どん底から這い上がるまでの記録

どん底から這い上がりたいけど這い上がれない人がいろいろ書くブログ(主にプログラミング)

PyTorchを使ってSMSSpamCollectionの分類をしてみる。(2)

前回の続き、今回はTFIDFを使ってスパム分類をしてみる。

pytry3g.hatenablog.com

前準備

import argparse
import codecs
import string
import numpy as np
from nltk import word_tokenize
from sklearn.feature_extraction.text import TfidfVectorizer

import torch
import torch.nn as nn
import torch.nn.functional as F
import torch.optim as O
from torch.autograd import Variable


class Tfidf(nn.Module):
    def __init__(self, n_in, n_hidden, n_out):
        super(Tfidf, self).__init__()
        self.l1 = nn.Linear(n_in, n_hidden)
        self.l2 = nn.Linear(n_hidden, n_hidden)
        self.l3 = nn.Linear(n_hidden, n_out)

    def forward(self, x):
        h = F.relu(self.l1(x))
        h = F.relu(self.l2(h))
        y = F.softmax(self.l3(h))
        return y

def tokenizer(text):
    words = word_tokenize(text)
    return words

parser = argparse.ArgumentParser()
parser.add_argument('--batchsize', '-b', type=int, default=50,
                    help="Number of minibatchsize...")
parser.add_argument('--epoch', '-e', type=int, default=100,
                    help="Number of epochs...")
parser.add_argument('--learning_rate', '-lr', type=float, default=0.1,
                    help="Learning rate...")
parser.add_argument('--units', '-u', type=int, default=100,
                    help="Number of units...")
args = parser.parse_args()

TFIDF

前回と同じようにデータをテキストとラベルに分けて正規化する。 前回と違う点はテキストデータをTFIDFで表現するところ。 scikit-learnを使えば簡単に実装できます。

# Create TF-IDF of text data
tfidf = TfidfVectorizer(tokenizer=tokenizer, stop_words="english",
                        max_features=1000)
sparse_tfidf = tfidf.fit_transform(text)
N, _ = sparse_tfidf.shape
# Split data into train set and test one
train_indices = np.random.choice(N, round(0.8*N), replace=False)
test_indices = np.array(list(set(range(N)) - set(train_indices)))
train_x = sparse_tfidf[train_indices]
train_t = np.array([x for i, x in enumerate(label) if i in train_indices])
test_x = sparse_tfidf[test_indices]
test_t = np.array([x for i, x in enumerate(label) if i in test_indices])

Training

permutationを使ってindexをシャッフルしミニバッチ学習する。

for epoch in range(epochs):
    if epoch % 10 == 0:
        print("Epoch {}".format(epoch))

    # Get random indices of train set
    indices = np.random.permutation([i for i in range(train_x.shape[0])])
    for i in range(0, len(indices), batchsize):
        start = i
        end = min(i+batchsize, len(indices))
        x = Variable(torch.FloatTensor([data.tolist()[0] for data in train_x[start:end].todense()]))
        t = Variable(torch.LongTensor(np.asarray(np.transpose(train_t[start:end]).astype(np.int64))))
        optimizer.zero_grad()
        y = model(x)
        loss = criterion(y, t)
        loss.backward()
        optimizer.step()
    history['loss'].append(loss.data[0])

結果

0.86

結果は0.86となりました。

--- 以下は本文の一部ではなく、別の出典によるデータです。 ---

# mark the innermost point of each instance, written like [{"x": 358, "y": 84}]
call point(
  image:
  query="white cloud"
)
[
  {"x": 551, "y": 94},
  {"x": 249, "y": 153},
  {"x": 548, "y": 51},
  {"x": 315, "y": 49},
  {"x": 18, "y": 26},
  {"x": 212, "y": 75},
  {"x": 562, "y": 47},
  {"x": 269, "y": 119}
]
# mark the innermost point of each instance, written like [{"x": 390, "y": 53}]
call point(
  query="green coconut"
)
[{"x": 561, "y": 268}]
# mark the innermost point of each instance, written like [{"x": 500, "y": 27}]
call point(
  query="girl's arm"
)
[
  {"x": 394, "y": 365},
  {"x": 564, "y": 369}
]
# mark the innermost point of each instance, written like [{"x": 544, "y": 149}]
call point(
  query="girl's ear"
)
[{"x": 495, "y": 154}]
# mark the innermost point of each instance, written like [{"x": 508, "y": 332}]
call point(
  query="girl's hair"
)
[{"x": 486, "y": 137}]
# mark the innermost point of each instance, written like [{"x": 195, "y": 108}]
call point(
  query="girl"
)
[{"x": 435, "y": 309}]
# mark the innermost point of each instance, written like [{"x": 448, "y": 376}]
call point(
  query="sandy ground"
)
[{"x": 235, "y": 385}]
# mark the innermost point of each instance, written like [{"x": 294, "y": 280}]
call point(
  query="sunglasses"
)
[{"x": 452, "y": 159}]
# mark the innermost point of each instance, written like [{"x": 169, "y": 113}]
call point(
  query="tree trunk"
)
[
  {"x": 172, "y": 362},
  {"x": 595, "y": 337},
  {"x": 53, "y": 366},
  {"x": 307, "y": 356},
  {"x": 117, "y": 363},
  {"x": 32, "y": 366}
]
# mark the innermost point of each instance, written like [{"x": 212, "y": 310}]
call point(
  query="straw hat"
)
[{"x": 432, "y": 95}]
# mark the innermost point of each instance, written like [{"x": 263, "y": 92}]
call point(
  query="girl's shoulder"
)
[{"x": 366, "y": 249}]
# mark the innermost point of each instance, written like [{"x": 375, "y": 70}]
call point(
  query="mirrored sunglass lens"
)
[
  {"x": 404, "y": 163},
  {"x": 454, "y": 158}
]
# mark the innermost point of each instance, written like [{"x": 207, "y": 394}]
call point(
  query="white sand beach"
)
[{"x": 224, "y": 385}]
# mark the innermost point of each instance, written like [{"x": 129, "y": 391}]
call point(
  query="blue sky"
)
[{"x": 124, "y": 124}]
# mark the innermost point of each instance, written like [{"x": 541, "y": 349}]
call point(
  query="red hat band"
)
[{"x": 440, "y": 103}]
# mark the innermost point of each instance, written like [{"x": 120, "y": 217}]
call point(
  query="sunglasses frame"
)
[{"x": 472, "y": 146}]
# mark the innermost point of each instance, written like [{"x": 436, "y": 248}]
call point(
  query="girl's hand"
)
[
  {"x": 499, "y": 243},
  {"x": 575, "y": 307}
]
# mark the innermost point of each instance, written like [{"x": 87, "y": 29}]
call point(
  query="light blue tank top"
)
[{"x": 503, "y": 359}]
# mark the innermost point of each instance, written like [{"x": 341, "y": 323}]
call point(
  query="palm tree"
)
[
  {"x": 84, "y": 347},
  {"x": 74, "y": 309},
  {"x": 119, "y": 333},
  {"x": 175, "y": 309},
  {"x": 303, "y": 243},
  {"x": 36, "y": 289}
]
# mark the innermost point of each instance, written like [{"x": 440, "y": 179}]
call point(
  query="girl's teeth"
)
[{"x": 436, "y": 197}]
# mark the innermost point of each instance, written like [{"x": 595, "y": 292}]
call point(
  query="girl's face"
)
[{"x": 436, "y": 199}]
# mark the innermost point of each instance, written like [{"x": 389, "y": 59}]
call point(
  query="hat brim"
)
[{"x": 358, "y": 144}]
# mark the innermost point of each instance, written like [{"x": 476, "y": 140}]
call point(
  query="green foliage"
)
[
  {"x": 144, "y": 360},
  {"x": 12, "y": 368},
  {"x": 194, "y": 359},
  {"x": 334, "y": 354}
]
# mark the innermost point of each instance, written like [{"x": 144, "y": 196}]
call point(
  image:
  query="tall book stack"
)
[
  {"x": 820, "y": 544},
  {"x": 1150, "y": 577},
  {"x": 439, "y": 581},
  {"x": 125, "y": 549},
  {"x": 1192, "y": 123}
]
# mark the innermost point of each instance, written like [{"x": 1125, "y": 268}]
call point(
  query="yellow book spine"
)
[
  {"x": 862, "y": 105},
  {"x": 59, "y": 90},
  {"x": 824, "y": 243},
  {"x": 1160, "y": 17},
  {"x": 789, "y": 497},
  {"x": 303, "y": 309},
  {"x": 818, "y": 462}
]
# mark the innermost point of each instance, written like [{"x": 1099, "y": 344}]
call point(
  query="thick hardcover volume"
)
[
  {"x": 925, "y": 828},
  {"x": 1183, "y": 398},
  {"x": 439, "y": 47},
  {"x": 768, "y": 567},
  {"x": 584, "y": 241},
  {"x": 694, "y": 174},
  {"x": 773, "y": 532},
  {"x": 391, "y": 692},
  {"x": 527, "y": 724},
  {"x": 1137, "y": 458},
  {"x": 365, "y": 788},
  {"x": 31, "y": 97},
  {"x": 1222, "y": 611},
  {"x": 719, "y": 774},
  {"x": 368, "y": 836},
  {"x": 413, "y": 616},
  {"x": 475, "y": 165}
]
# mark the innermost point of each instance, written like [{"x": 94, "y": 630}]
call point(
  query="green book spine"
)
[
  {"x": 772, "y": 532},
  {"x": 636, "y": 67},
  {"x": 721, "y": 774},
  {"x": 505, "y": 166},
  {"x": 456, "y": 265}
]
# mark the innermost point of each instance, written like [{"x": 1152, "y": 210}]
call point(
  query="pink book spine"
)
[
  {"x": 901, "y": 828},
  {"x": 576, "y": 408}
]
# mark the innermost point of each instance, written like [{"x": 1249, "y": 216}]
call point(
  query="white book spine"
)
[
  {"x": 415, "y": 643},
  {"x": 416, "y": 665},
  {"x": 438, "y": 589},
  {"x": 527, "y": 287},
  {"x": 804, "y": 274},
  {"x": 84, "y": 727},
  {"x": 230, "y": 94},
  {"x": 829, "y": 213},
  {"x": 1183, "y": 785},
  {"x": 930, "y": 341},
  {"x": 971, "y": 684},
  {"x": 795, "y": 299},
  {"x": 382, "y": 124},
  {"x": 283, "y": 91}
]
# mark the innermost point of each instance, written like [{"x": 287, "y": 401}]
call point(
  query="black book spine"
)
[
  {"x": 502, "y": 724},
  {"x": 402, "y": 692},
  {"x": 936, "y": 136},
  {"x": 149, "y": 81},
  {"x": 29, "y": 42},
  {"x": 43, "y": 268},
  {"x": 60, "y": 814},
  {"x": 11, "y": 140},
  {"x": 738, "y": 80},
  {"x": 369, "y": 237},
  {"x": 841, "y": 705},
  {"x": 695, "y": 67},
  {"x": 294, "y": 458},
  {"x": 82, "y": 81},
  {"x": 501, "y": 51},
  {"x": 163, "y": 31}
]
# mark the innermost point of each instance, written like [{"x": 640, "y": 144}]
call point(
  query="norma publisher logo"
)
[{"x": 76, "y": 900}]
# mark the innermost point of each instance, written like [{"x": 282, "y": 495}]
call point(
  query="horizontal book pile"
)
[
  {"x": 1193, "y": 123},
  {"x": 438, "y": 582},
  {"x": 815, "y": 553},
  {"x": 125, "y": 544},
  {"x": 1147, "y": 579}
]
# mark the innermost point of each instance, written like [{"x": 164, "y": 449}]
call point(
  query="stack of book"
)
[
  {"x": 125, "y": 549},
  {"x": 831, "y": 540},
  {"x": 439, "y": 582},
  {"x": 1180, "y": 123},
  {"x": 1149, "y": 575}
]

tfidfのほうがいい結果になると思ったが、前回より若干悪くなってしまった。 原因はよくわからない。

コード

import argparse
import codecs
import string
import numpy as np
from nltk import word_tokenize
from sklearn.feature_extraction.text import TfidfVectorizer

import torch
import torch.nn as nn
import torch.nn.functional as F
import torch.optim as O
from torch.autograd import Variable


class Tfidf(nn.Module):
    def __init__(self, n_in, n_hidden, n_out):
        super(Tfidf, self).__init__()
        self.l1 = nn.Linear(n_in, n_hidden)
        self.l2 = nn.Linear(n_hidden, n_hidden)
        self.l3 = nn.Linear(n_hidden, n_out)

    def forward(self, x):
        h = F.relu(self.l1(x))
        h = F.relu(self.l2(h))
        y = F.softmax(self.l3(h))
        return y

def tokenizer(text):
    words = word_tokenize(text)
    return words

parser = argparse.ArgumentParser()
parser.add_argument('--batchsize', '-b', type=int, default=50,
                    help="Number of minibatchsize...")
parser.add_argument('--epoch', '-e', type=int, default=100,
                    help="Number of epochs...")
parser.add_argument('--learning_rate', '-lr', type=float, default=0.1,
                    help="Learning rate...")
parser.add_argument('--units', '-u', type=int, default=100,
                    help="Number of units...")
args = parser.parse_args()

path = "SMSSpamCollection"
with codecs.open(path, "r", "utf-8") as f:
    data = f.read().splitlines()

# Split data into text data and label one.
text = [d.split('\t')[1] for d in data]
label = [[0, 1][d.split('\t')[0]=="spam"] for d in data]

# Normalization
# Remove punctuation
text = ["".join(ch for ch in line if ch not in string.punctuation) for line in text]
# Change all characters to lowercase
text = [line.lower() for line in text]

# Create TF-IDF of text data
tfidf = TfidfVectorizer(tokenizer=tokenizer, stop_words="english",
                        max_features=1000)
sparse_tfidf = tfidf.fit_transform(text)
N, _ = sparse_tfidf.shape
# Split data into train set and test one
train_indices = np.random.choice(N, round(0.8*N), replace=False)
test_indices = np.array(list(set(range(N)) - set(train_indices)))
train_x = sparse_tfidf[train_indices]
train_t = np.array([x for i, x in enumerate(label) if i in train_indices])
test_x = sparse_tfidf[test_indices]
test_t = np.array([x for i, x in enumerate(label) if i in test_indices])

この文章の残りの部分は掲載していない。